FAIT DU JOUR Affaire Bouvet : comment le PS tente de récupérer son argent…
Quatre ans après sa condamnation, l'ex-comptable du PS qui a détourné 377 000 € n'a toujours pas remboursé la fédération. Un épineux dossier que souhaite « solder » le premier fédéral Jean Denat.
Voilà une rose qui ne manque pas de piquants... Élu en 2015 à la tête de la fédération, le patron des socialistes se sait attendu sur l’affaire Bouvet. L'ex-comptable du PS 30 a détourné plus de 370 000 € entre 2007 et 2012. Le délit est découvert en 2014 par le premier fédéral de l'époque, Stéphane Tortajada. Secoués, déboussolés, les militants sont rapidement gagnés par la suspicion qu'engendre un tel scandale. Pour rétablir la sérénité, la condamnation à elle seule ne suffit pas. Il faut réparer le préjudice financier en faisant exécuter le jugement : le remboursement de 188 000 € par les époux Bouvet.
Deux ans de flottement
Stéphane Tortajada s'y colle le premier. En juin 2014, il engage les premières démarches. Elles n'aboutiront pas. Plusieurs militants se soulèvent contre lui, remettant en cause sa gestion politique du parti. Dans la torpeur de l'été, le PS 30 est placé sous tutelle et Solférino mandate le cabinet d'avocats BDCC pour exécuter le jugement.
Deux ans plus tard, la fédération retrouve son autonomie. Victorieux du Congrès de Vergèze de 2015, Jean Denat hérite de la patate chaude. Et force est de constater que la tutelle n'a pas franchement fait avancer le dossier. La condamnée n'a pas remboursé un centime au PS ! Les rumeurs vont bon train : pourquoi une telle impunité ? Le PS aurait-il encore des choses à cacher ? Cherche-t-il à couvrir d'anciens responsables ?

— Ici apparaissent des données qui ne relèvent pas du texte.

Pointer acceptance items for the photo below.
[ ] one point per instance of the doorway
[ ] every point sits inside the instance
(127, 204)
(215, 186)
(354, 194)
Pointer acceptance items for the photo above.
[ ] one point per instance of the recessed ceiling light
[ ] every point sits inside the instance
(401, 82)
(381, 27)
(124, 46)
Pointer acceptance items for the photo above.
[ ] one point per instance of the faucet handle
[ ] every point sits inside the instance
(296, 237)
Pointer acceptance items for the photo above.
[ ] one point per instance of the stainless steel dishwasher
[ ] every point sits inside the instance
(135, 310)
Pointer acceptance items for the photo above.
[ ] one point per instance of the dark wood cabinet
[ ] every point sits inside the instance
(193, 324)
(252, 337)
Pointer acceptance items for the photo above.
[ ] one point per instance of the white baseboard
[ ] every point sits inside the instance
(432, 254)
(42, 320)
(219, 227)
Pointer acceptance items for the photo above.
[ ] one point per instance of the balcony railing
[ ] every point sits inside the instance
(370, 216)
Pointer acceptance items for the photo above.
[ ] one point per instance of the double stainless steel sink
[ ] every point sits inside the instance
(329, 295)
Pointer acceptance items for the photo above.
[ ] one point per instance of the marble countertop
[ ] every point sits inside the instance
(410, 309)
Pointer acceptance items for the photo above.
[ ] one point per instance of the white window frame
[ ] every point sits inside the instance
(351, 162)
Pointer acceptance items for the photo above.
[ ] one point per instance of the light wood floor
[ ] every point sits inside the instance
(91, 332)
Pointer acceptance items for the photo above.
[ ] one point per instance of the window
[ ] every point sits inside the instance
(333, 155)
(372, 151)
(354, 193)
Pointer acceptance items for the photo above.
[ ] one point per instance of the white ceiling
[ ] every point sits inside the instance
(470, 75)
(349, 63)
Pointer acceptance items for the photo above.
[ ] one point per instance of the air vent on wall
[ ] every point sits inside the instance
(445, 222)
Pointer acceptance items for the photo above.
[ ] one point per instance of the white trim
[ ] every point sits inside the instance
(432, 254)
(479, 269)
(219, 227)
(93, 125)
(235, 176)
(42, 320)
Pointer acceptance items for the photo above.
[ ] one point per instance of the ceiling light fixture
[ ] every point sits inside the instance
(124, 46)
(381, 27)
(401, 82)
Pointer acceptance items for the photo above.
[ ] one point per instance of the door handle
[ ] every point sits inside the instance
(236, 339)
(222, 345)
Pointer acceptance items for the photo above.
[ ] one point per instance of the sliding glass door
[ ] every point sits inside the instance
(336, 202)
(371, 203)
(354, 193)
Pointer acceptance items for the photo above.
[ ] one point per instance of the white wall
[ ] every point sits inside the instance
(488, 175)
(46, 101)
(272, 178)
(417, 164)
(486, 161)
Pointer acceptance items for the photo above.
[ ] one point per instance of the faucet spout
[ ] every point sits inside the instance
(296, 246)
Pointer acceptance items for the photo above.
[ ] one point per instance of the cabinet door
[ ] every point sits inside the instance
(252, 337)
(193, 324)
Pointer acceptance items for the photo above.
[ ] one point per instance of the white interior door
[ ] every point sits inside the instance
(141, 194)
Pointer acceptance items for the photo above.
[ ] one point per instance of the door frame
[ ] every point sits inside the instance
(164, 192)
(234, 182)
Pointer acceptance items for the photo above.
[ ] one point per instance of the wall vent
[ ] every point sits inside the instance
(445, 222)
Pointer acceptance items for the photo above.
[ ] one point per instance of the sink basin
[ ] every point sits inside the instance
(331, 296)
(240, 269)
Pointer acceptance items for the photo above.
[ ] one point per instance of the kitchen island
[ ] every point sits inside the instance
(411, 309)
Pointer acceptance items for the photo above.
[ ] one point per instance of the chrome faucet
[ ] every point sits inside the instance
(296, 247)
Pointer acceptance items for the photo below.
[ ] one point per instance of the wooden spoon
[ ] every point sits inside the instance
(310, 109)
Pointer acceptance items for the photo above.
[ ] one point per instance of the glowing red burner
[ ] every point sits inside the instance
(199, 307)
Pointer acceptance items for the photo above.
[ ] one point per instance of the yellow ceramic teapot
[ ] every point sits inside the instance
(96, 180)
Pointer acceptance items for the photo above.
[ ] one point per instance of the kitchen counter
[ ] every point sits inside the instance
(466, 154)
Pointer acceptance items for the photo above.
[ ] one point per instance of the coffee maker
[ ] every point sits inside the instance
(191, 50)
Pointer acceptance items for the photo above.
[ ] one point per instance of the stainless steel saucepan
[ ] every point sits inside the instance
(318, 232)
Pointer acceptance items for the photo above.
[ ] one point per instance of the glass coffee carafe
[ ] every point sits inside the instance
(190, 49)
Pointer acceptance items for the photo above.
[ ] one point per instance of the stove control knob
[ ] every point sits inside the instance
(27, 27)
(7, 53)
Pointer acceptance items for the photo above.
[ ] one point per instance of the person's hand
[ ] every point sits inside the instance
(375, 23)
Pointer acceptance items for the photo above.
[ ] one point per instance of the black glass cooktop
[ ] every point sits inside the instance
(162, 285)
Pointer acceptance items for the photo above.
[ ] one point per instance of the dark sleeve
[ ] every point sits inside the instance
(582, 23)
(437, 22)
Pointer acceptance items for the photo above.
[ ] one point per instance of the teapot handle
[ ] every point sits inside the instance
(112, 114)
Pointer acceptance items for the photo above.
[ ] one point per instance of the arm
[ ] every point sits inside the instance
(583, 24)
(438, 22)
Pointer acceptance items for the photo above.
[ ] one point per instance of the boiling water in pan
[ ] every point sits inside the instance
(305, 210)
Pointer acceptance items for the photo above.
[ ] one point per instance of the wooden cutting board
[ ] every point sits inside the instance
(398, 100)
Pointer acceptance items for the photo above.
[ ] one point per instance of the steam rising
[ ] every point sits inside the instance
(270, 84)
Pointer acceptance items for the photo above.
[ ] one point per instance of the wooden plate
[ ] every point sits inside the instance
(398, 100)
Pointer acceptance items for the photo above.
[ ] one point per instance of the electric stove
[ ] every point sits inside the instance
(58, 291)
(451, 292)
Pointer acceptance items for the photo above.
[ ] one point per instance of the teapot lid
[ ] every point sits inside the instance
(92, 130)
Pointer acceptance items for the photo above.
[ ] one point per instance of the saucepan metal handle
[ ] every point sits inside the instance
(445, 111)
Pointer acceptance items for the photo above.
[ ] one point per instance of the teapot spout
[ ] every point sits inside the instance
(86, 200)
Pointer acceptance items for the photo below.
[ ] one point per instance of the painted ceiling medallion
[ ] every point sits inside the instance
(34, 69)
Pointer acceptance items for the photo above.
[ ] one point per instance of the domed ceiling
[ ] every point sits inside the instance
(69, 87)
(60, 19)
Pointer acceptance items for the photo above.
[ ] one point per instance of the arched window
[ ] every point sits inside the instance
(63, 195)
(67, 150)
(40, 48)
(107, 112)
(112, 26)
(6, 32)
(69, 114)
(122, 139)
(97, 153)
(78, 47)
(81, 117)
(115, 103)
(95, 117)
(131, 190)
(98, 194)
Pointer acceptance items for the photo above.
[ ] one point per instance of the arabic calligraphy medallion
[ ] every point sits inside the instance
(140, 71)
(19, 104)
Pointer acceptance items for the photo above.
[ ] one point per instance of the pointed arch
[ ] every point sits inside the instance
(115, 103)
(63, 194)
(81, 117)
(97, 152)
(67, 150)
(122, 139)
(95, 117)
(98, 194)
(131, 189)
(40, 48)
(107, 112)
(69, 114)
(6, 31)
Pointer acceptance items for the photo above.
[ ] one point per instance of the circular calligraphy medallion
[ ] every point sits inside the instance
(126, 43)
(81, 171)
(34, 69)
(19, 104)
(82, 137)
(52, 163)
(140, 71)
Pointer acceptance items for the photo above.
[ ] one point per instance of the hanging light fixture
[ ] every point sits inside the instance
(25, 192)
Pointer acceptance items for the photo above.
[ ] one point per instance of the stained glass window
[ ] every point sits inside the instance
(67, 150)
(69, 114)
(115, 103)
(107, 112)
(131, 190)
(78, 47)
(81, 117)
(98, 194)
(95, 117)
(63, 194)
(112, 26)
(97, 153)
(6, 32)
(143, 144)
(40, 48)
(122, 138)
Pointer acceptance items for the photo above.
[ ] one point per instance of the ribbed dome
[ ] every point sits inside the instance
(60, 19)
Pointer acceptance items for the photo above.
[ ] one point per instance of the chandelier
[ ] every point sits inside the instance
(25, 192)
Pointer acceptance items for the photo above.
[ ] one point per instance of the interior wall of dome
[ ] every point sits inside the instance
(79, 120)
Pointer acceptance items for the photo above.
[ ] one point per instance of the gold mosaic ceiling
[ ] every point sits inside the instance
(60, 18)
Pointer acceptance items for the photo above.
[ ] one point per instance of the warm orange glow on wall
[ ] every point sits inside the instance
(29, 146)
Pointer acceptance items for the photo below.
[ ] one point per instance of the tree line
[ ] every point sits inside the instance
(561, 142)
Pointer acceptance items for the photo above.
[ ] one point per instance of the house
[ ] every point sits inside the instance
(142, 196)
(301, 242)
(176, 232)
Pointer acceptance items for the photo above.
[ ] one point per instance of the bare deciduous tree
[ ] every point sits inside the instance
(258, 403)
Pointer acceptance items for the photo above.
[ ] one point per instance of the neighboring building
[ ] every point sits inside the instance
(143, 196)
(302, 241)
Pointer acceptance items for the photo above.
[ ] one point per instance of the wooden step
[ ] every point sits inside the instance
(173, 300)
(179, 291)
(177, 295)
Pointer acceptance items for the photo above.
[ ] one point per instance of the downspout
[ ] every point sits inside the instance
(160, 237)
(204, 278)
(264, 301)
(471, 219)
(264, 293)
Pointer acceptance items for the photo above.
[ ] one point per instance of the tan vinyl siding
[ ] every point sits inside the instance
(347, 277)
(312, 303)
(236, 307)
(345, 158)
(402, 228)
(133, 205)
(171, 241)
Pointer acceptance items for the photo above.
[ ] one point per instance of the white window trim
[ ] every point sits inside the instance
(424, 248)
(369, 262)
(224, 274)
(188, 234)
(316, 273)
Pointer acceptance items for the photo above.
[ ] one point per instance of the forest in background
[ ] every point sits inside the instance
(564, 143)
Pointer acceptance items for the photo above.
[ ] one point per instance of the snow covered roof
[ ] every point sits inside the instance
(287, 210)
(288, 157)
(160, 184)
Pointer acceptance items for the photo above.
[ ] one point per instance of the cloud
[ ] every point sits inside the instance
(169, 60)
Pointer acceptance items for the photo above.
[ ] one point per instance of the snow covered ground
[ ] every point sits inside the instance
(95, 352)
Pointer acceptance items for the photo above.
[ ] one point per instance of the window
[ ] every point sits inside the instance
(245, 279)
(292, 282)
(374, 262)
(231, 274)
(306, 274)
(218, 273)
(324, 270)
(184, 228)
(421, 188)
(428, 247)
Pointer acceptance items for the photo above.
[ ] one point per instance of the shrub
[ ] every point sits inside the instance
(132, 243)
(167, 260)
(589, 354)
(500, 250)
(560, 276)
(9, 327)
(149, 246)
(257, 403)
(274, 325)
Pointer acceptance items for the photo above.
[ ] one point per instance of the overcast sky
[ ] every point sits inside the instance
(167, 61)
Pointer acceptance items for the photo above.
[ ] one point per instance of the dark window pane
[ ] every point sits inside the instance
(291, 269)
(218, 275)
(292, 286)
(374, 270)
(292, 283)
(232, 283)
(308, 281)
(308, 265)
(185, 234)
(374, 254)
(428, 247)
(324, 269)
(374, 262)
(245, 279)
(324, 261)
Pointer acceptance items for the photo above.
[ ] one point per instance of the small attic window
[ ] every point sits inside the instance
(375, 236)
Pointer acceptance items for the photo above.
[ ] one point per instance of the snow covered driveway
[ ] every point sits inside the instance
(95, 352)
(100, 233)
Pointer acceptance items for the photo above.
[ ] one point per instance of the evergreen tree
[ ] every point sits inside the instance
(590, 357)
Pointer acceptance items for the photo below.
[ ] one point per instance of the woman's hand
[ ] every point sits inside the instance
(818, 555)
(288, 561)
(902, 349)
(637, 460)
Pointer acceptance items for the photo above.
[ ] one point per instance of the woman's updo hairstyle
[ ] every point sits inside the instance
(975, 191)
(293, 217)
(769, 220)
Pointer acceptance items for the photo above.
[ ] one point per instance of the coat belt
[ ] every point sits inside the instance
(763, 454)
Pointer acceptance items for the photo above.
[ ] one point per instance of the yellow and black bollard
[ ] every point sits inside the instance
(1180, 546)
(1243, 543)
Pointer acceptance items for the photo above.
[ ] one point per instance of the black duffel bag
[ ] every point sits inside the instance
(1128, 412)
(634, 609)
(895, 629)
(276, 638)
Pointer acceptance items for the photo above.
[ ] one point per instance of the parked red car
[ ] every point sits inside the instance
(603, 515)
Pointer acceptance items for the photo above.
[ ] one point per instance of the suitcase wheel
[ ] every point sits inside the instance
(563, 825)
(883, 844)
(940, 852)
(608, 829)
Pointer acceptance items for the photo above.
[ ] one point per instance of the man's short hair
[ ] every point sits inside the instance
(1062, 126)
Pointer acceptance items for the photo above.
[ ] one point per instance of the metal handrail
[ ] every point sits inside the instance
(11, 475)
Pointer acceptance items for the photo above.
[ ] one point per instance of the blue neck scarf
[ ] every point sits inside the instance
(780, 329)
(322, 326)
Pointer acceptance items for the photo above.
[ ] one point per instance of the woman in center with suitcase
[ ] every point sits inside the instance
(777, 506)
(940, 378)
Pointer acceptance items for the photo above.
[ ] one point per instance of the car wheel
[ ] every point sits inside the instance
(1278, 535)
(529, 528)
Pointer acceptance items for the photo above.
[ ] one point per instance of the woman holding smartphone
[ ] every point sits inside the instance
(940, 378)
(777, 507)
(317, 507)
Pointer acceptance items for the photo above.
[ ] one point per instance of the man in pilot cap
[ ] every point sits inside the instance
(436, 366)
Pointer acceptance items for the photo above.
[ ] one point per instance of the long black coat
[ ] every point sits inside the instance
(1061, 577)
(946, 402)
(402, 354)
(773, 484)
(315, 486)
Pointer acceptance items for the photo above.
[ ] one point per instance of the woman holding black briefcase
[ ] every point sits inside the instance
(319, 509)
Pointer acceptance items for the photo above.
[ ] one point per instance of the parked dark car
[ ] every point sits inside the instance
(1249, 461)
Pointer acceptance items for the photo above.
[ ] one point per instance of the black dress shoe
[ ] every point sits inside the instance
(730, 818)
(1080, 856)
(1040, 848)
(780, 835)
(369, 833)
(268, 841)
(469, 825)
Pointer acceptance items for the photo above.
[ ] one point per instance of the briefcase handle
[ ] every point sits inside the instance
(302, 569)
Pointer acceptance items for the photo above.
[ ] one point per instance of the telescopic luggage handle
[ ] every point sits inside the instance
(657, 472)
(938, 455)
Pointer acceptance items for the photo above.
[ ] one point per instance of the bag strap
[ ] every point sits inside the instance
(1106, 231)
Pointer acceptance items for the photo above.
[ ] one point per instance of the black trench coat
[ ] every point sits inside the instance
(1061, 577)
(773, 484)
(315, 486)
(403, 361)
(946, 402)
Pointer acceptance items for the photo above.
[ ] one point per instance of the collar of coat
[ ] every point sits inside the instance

Le trésor public s'invite à l'audience
Jean Denat enclenche la procédure judiciaire. Soucieux, dit-il, de jouer la carte de la transparence, il a présenté hier soir à ses camarades l'avancée de ses démarches. En novembre, le tribunal d'Alès a accepté la mise en place de la procédure de vente aux enchères des biens des époux Bouvet. Un appartement et un garage, saisis par la justice, et acquis par les époux Bouvet pour un montant d'environ 180 000 €.
Seulement, un protagoniste surprise s'est invité à l'audience : le FISC ! Car lui-aussi souhaite récupérer ses billes... Le couple doit au trésor public la coquette somme de 100 000 €. Faute de pièces justificatives, le juge n'accède pas à la demande de l'administration fiscale, qui décide alors de saisir la Cour d'Appel de Nîmes. Si la demande est jugée recevable le 4 avril, la fédération devra partager le fruit de la vente des biens avec le FISC.
Le comptable assigné en justice
Parallèlement, une seconde procédure vient d'être déclenchée. Elle vise le cabinet comptable 2AB qui était chargé, du temps de Nathalie Bouvet, de certifier les comptes de la fédération. La justice a condamné les époux Bouvet à rembourser seulement 188 000 €. Une somme inférieure au préjudice total de 377 000 €. Le juge justifiait un rejet de l'indemnisation, au titre des années 2011 et 2012, à cause du manque de diligence de l'expert-comptable et de la banque de Mme Bouvet, la BNP d'Alès.
Alors si la fédération veut récupérer les 189 000 € restants, elle doit « étendre les responsabilités » à ces deux protagonistes. En février 2016, l'avocat nîmois Hugo Ferri est mandaté par la fédération. « La procédure amiable avec 2AB n'a pas abouti », fait savoir Jean Denat. En septembre, il a officiellement assigné en justice le cabinet comptable. Quant à la BNP, une issue amiable vient d'être écartée par la société.
Pas sûr qu’une assignation au tribunal fasse les affaires de la fédération… L'expert comptable et la banque* (si elle est assignée) dénonceront à leur tour, le manque de contrôle du parti socialiste, pointé par le juge en 2014. Le montant d’une éventuelle indemnisation sera certainement revu à la baisse. L'épopée judiciaire est loin d'être terminée.
Second mandat pour Jean Denat ?
Hélas, le temps judiciaire est beaucoup plus long que le temps politique. D'ici la fin de l'année, un congrès sera organisé pour élire un nouveau premier fédéral. Jean Denat va-t-il courir un second mandat ? « Je ne sais pas... Avant de partir, j'aimerais solder une bonne fois pour toute l'affaire Bouvet », répond le Vauverdois. Pour ça, il faudra sans doute trois mandats...
Coralie Mollaret
coralie.mollaret@objectifgard.com
*À ce stade, la fédération n'a pas assigné la BNP en justice.